The European Union-wide banking stress test 2014 was conducted by the European Banking Authority in order to assess the resilience of financial institutions in the European Union to a hypothetical adverse market scenario. In total, 123 major EU banks participated in the exercise. 24 banks failed the test with an overall capital shortfall of EUR 24.2 billion under the adverse scenario.

==Background==
The European Banking Authority (EBA) aims to ensure the proper functioning of financial markets and the stability of the financial system in the EU. To this end, the EBA has the right to conduct the EU-wide stress tests, in cooperation with the European Systemic Risk Board (ESRB). Such exercises are designed to test the resilience of financial institutions to adverse market developments.

The stress tests are performed in cooperation with the ESRB, the European Central Bank (ECB), national competent authorities and the European Commission. In particular, the EBA was responsible for the common methodology and disclosure of the results. The ESRB and the European Commission designed the underlying macroeconomic scenarios. The quality assurance process of banks’ results was led by the ECB and national competent authorities. Moreover, the ECB conducted the "Asset Quality Review" that served as a starting point of the stress test.

In 2014, the ECB performed the Comprehensive Assessment in parallel before taking over its supervisory role under the new policy of European Banking Supervision on November 4, 2014. The results of the stress test were an integral part of the Comprehensive Assessment.

==Features of the stress test==
Banks needed to assess the impact of a macroeconomic baseline and adverse scenario. The scenarios each covered a period of three years (2014–2016). The baseline scenario is based on the macroeconomic growth forecast of the European Commission whereas the adverse scenario describes a hypothetical worldwide recession.

Risk types considered in the stress test included credit risk, market risk, sovereign risk, securitization and cost of funding. Both trading and banking book assets will be subject to stress, including off-balance sheet exposures.

The stress test relied on a static balance sheet assumption implying no new growth and a constant business mix and model over the whole time horizon.

Whether a bank passed the stress test was determined according to the resulting Common Equity Tier 1 (CET1) ratio under the baseline and adverse scenario. The definition of CET1 of the CRR/CRD IV (i.e. the implementation of Basel III in the EU) was applied. In order to pass the stress test, banks needed to clear the CET1 hurdle rates of 8% in the baseline scenario and 5.5% in the adverse scenario.
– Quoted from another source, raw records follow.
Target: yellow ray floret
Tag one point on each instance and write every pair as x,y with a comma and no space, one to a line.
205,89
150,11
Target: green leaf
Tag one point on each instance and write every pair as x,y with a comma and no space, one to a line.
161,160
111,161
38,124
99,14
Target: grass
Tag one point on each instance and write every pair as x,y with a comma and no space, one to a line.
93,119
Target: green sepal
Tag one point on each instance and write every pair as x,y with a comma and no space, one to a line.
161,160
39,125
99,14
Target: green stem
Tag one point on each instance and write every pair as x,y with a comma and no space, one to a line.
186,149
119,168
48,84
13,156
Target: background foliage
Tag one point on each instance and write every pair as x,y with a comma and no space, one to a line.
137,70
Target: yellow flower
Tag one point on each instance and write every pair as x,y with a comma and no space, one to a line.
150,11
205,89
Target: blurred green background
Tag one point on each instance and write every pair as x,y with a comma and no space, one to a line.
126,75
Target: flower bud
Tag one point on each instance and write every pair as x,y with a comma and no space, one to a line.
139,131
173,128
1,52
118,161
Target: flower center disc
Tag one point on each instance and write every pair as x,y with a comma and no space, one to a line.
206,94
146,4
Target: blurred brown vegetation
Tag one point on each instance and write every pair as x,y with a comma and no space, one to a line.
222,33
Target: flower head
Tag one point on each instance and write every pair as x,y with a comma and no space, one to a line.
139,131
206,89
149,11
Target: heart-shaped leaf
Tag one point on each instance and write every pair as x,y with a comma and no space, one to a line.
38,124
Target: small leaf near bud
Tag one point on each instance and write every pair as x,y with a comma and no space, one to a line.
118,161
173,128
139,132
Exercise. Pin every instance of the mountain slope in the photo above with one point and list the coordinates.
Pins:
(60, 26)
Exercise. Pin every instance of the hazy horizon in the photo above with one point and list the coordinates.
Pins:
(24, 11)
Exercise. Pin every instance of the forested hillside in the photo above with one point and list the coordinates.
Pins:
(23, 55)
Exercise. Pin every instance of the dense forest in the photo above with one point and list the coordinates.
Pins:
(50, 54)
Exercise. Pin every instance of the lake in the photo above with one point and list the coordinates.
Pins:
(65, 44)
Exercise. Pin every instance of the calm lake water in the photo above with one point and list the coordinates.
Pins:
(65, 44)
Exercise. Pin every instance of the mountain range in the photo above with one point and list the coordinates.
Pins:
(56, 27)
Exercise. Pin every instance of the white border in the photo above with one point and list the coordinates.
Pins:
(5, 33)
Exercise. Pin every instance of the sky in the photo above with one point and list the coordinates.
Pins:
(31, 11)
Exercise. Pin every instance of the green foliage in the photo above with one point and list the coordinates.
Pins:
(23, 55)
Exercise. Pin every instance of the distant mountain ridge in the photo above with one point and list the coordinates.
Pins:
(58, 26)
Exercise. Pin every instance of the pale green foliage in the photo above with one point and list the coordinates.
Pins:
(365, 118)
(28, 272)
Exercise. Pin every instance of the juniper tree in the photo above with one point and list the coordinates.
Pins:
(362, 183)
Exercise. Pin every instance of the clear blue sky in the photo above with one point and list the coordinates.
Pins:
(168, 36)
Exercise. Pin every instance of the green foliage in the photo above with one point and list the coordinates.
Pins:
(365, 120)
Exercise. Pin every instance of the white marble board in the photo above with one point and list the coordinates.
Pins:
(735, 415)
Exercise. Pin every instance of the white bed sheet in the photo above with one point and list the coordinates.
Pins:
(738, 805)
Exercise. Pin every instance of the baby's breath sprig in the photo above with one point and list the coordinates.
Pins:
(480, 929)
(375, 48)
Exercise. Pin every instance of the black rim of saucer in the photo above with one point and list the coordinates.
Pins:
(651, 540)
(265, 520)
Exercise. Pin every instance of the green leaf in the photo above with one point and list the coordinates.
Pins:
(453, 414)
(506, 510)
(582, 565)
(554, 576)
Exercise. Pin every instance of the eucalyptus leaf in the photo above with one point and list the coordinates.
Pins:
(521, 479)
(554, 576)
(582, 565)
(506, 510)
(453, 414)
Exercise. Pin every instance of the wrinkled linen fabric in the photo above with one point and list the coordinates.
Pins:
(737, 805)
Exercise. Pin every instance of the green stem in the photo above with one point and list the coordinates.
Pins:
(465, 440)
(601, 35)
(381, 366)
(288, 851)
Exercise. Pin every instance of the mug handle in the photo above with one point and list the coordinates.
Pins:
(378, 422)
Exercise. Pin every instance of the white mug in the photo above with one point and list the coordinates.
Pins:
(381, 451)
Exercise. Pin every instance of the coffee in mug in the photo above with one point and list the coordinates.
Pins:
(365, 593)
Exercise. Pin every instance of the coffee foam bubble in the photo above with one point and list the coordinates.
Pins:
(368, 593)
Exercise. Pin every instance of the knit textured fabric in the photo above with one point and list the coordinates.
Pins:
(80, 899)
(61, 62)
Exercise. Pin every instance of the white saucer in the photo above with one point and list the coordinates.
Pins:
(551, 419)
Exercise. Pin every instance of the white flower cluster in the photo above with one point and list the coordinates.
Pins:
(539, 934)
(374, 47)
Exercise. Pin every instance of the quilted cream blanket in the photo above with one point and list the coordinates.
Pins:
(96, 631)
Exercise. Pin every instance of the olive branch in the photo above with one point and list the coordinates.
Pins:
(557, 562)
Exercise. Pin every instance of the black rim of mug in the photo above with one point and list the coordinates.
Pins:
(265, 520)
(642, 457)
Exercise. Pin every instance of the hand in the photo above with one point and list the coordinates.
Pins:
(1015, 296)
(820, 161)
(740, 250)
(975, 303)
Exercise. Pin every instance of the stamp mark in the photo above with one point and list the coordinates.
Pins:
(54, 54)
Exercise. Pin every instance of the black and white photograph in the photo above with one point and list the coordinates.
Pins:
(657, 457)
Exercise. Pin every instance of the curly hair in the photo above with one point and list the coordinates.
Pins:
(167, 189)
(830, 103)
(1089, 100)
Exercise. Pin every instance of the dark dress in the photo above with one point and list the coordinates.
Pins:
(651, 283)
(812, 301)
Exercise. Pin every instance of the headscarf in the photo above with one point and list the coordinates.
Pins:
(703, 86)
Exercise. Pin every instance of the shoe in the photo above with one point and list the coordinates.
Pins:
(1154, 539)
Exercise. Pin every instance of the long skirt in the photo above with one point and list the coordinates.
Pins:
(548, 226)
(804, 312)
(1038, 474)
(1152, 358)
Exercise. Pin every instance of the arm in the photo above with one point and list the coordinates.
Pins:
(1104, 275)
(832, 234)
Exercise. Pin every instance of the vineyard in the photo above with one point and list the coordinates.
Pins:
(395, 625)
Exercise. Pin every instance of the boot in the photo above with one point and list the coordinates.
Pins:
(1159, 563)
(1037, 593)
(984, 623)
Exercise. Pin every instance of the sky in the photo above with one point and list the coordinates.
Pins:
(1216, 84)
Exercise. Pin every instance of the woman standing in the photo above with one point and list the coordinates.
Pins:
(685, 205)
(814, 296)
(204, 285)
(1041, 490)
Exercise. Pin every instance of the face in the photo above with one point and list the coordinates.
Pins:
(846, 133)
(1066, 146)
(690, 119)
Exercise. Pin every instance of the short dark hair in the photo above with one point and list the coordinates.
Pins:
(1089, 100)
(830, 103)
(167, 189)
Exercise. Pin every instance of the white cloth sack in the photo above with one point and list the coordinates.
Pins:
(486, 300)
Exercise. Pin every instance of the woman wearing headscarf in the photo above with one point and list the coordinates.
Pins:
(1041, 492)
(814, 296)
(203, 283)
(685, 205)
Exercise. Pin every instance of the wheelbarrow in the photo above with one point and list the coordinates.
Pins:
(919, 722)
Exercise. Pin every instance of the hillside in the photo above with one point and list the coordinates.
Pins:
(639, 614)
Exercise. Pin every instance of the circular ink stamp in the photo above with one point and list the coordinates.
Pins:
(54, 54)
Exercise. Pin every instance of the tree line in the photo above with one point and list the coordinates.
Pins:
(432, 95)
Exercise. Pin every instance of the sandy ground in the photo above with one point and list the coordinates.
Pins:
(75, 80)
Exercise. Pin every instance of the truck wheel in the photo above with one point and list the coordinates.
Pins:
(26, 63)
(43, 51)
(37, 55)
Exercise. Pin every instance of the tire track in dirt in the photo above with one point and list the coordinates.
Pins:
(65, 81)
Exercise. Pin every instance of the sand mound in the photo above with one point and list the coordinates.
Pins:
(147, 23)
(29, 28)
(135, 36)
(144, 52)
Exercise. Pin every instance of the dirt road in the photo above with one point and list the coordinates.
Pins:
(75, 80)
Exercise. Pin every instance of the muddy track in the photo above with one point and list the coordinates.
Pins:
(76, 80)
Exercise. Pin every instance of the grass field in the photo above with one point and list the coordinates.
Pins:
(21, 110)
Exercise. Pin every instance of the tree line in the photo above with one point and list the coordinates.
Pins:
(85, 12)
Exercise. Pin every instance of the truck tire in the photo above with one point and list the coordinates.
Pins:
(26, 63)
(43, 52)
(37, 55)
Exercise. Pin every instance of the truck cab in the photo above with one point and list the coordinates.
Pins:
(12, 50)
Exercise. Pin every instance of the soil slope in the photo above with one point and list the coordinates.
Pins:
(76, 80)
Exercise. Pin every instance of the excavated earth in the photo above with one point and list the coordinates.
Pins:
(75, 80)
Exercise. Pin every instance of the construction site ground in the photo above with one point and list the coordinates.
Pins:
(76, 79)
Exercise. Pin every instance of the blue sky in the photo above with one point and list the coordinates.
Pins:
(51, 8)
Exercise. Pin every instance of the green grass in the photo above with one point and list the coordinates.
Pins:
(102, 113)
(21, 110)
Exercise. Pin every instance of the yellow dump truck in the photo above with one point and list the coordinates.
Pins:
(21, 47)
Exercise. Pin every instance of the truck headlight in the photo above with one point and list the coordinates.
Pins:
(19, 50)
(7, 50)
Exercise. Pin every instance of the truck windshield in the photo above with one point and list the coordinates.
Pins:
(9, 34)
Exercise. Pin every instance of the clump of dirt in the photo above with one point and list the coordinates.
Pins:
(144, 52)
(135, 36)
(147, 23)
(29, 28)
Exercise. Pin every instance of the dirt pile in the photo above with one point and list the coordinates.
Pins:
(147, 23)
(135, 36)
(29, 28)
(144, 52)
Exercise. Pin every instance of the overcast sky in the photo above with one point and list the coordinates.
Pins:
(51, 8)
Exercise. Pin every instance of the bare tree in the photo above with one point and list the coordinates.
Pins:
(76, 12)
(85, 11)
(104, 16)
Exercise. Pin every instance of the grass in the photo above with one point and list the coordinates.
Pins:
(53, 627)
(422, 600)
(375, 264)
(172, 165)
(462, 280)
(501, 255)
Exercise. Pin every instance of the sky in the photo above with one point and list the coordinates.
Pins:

==Results of the stress test==
On average, the common equity tier 1 (CET1) ratio of the participating banks dropped by 260 basis points in the adverse scenario, from 11.1% at the end of 2013 after adjustments due to the Asset Quality Review (AQR) to 8.5% at the end of 2016. 24 banks fell below the hurdle rate of 5.5% with an overall capital of 24.2 billion EUR. The main drivers for this impact are credit risk losses and an increase in risk weighted assets.
Out of the 24 banks that failed, 9 were from Italy and three from Greece and Cyprus each. Since some banks had raised or converted capital between the starting point of the exercise and the publication date, 13 out of 24 banks remained with a capital shortfall after consideration of these capital measures (remaining shortfall of 9.5 billion EUR).

In addition, 16 banks did not clear the hurdle rate of 8% in the baseline scenario after adjustments due to the AQR, with an aggregate shortfall of 9.4 billion EUR.